Exploring the psychosocial predictors of gestational diabetes and birth weight

Thursday, April 23, 2015
Barbara L. Wilson, PhD, RNC , College of Nursing, University of Utah, Salt Lake City, UT
Jane Dyer, CNM, PhD, FACNM , College of Nursing, University of Utah, Salt Lake City, UT
Gwen A. Latendresse, CNM, PhD, FACNM , College of Nursing, University of Utah, Salt Lake City, UT
Bob Wong, PhD , College of Nursing, University of Utah, Salt Lake City, UT
Laurie Baksh, MPH , Maternal and Infant Program, Utah Department of Health, Salt Lake City, UT
Purposes /Aims: This study sought to determine the best sociodemographic and behavioral predictors for gestational diabetes mellitus (GDM) and birthweight (BW); and to determine whether maternal stress, depression, or abuse influence BW and GDM after controlling for selected sociodeomgraphic variables.

Background: Pregnant women with strong social support are less likely to experience emotional distress throughout pregnancy and during the postpartum period, leading to improved maternal and newborn well-being. Social support has also been linked to BW: mothers with low social support have a two-fold increased risk of having a low BW infant. Maternal biopsychosocial factors during pregnancy (e.g., Body Mass Index [BMI], diabetes, depression, and intimate partner violence) are also known to affect BW and gestational age; and some biopsychosocial factors increase the likelihood of GDM. Although recent studies have examined the relationship between GDM and depression to adverse birth outcomes, results have been inconsistent and therefore inconclusive.  Our goal was to examine what sociodemographic and behavioral variables influenced the likelihood of either GDM or BW; and whether self-reported abuse, stress, or depression affected the likelihood of BW or GDM after controlling for sociodemographic variables. 

 Methods: The 2009-2011 Utah PRAMS (Pregnancy Risk Assessment Monitoring System) and birth certificate data from the CDC and Utah State Health Department were analyzed and included 3,655 cases, reflecting 131,016 childbearing women.
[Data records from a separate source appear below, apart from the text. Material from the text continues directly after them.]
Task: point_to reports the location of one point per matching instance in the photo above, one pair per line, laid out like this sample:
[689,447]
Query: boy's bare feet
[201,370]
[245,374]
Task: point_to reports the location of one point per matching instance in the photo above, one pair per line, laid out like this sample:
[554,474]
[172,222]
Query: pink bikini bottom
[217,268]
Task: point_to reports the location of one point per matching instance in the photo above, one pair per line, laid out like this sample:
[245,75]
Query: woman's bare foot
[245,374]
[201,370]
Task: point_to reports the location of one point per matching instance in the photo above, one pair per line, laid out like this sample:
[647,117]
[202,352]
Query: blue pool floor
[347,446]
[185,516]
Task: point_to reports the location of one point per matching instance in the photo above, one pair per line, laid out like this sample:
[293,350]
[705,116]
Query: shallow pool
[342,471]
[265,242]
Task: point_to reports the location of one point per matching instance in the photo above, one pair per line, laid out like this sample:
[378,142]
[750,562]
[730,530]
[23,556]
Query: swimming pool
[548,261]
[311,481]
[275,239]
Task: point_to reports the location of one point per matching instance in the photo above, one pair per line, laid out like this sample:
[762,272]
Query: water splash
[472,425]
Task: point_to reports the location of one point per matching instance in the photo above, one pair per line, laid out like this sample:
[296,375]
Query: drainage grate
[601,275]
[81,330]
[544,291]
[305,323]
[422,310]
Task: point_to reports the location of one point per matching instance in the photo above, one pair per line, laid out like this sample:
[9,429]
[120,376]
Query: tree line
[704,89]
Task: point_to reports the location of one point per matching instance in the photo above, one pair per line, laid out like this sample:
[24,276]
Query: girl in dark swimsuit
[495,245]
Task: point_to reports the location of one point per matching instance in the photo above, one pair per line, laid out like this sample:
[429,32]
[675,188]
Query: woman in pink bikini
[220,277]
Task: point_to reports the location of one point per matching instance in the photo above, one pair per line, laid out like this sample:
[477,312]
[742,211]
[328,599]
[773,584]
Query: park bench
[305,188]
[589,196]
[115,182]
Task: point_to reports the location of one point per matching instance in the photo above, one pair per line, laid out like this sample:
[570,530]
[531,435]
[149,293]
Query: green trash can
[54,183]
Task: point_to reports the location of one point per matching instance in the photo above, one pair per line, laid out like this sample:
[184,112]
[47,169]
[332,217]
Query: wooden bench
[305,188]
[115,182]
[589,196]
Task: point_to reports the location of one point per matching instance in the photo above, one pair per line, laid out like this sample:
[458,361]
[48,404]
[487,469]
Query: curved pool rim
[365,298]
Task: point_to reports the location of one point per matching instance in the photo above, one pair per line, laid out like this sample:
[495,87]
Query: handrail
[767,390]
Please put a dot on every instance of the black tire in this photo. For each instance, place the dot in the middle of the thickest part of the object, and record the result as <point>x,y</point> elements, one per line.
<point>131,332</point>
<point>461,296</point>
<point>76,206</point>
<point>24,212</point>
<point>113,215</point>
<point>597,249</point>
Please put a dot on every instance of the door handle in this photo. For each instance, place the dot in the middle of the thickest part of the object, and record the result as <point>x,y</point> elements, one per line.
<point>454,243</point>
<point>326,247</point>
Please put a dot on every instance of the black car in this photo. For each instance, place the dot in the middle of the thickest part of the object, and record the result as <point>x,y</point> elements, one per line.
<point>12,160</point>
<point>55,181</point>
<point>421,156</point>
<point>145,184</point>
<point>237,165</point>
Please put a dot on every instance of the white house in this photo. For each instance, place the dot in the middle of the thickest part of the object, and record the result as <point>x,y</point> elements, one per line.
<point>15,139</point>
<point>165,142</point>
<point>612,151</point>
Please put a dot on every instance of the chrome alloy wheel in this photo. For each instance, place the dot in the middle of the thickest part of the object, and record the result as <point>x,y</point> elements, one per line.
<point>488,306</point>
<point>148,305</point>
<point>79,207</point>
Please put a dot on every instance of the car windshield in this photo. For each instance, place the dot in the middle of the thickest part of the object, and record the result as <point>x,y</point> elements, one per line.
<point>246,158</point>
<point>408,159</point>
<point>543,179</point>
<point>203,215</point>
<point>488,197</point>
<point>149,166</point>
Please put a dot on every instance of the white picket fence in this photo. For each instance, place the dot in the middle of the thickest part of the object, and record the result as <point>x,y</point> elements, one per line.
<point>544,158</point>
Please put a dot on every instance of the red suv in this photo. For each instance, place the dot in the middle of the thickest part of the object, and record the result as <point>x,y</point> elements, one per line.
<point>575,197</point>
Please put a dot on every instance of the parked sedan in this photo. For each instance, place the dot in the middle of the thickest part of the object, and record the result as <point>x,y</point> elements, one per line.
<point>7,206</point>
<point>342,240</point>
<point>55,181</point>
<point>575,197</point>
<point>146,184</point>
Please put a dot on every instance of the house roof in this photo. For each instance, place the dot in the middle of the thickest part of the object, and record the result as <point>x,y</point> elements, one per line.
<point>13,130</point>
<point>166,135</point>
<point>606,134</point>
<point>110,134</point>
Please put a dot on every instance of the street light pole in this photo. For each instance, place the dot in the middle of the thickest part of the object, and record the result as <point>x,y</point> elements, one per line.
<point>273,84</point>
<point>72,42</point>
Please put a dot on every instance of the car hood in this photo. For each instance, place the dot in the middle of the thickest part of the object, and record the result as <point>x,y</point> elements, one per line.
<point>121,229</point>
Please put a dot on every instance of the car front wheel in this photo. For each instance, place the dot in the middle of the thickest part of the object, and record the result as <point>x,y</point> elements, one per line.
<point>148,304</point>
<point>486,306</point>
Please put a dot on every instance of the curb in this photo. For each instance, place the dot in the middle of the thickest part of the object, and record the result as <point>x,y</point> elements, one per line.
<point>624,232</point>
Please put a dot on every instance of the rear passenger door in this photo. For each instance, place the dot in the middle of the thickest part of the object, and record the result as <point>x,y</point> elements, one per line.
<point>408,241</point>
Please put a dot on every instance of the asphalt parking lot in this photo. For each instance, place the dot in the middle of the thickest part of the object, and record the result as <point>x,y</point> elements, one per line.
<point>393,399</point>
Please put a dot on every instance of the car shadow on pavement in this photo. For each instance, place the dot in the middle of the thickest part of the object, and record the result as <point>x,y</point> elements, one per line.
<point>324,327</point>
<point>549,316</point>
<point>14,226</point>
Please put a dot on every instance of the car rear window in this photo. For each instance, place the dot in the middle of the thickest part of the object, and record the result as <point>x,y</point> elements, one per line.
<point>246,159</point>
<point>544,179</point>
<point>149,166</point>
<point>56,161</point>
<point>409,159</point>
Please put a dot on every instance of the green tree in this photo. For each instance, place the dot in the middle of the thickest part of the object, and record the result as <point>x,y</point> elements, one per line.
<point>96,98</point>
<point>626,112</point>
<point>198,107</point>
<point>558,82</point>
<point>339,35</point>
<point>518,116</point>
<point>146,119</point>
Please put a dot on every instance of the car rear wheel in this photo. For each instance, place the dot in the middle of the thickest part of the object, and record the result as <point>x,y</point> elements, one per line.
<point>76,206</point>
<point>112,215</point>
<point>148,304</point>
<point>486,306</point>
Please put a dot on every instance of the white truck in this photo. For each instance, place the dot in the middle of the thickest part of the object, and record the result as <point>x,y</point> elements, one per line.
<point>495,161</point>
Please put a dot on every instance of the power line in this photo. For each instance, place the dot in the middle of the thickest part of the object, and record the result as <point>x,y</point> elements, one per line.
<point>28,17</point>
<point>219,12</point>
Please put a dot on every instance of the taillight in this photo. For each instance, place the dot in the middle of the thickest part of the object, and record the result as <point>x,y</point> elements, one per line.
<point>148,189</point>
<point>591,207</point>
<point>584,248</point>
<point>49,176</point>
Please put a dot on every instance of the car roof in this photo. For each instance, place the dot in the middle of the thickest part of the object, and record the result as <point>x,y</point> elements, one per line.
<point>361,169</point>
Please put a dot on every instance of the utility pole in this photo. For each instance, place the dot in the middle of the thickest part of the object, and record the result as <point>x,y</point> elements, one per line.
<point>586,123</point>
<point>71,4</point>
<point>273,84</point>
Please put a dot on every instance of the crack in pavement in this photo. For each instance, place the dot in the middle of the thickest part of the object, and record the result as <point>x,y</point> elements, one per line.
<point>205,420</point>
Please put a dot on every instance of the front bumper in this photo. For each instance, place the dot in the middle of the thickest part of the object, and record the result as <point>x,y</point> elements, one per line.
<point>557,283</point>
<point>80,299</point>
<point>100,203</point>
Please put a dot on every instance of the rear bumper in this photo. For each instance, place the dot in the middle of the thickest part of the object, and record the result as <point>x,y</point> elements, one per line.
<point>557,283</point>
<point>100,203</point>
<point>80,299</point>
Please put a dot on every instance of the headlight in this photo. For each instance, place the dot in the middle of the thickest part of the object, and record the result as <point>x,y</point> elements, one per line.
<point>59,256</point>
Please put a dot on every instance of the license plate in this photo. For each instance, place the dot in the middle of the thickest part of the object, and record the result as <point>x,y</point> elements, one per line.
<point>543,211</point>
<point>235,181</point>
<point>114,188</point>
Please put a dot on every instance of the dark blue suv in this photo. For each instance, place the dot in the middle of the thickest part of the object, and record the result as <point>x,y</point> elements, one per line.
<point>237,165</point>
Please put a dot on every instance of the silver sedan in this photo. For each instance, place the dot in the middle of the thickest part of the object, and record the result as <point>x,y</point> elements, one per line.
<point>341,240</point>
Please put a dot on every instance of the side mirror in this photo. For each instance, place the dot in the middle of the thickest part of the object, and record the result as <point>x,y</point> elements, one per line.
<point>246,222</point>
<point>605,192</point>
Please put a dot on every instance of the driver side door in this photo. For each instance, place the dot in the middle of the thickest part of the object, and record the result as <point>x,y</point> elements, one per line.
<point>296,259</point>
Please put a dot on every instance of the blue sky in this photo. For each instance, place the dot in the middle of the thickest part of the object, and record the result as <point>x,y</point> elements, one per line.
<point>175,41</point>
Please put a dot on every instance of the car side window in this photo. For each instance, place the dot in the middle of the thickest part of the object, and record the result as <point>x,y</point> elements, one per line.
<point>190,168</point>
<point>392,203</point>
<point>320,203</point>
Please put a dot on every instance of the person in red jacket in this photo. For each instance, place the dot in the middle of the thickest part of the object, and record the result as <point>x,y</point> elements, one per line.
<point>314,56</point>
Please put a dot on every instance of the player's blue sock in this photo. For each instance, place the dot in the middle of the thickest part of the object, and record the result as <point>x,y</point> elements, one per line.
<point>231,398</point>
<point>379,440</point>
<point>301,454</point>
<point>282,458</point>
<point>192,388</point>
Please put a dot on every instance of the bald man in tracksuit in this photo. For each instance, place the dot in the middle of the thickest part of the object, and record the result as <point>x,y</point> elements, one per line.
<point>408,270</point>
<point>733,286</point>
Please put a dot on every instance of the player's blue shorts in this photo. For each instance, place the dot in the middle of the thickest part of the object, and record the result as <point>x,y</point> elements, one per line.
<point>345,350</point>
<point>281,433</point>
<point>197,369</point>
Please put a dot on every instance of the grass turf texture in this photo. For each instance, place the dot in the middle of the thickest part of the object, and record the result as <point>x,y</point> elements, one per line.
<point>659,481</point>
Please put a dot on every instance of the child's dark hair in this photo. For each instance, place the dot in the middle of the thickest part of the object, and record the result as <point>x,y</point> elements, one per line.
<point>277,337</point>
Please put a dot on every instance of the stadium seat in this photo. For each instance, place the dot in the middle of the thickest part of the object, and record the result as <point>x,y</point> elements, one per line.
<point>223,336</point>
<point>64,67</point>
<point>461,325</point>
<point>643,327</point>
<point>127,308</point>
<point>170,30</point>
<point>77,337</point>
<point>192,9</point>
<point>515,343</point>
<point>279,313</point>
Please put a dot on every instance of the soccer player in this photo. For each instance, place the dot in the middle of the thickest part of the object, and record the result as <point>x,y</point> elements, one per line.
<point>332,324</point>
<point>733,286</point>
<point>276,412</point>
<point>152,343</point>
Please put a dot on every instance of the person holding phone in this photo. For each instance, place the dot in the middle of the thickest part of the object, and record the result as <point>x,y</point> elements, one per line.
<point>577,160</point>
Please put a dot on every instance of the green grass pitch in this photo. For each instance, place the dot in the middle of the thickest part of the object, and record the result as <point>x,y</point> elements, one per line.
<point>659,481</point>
To identify the best predictors of GDM and BW, a hierarchical stepwise logistical regression was conducted. The first model introduced maternal demographics, behaviors, and socioeconomic status as control variables, including ethnicity, race, age, BMI, tobacco and alcohol use during pregnancy, and poverty level. Model two then tested the effects of cumulative stress, depression and abuse after controlling for model one variables.

 Results: Maternal race, age and BMI remained significant predictors of GDM across both models. In the final model, non-white women were nearly 3 times more likely to develop GDM. Also for every year increase in maternal age there was a corresponding 5% increase in risk for GDM. Likewise, for every unit increase in BMI, there was a corresponding 6% increase in risk for GDM.  Cumulative stress, depression and physical abuse lacked significant predictive value for GDM. Significant predictors for BW were marital status, smoking during the 3rdtrimester, history of a previous preterm baby, use of progesterone prophylaxis, gestational age and maternal BMI. Cumulative stress was the only psychosocial factor that was a significant predictor for BW. For every increase in cumulative stress, there was a corresponding decrease of 15.6 grams in birth weight.

 Implications:  Healthcare providers often screen for depression or physical abuse in the perinatal period, but screening for stress is less likely to occur.  Nurses may be the first providers to recognize stress in a pregnant woman and are likely to be in a position of trust to assess actual stress. Unlike depression and abuse, stress is often overlooked, and this unmet need represents an opportunity for nurses to screen for and assist women with stressors to positively impact birth weight.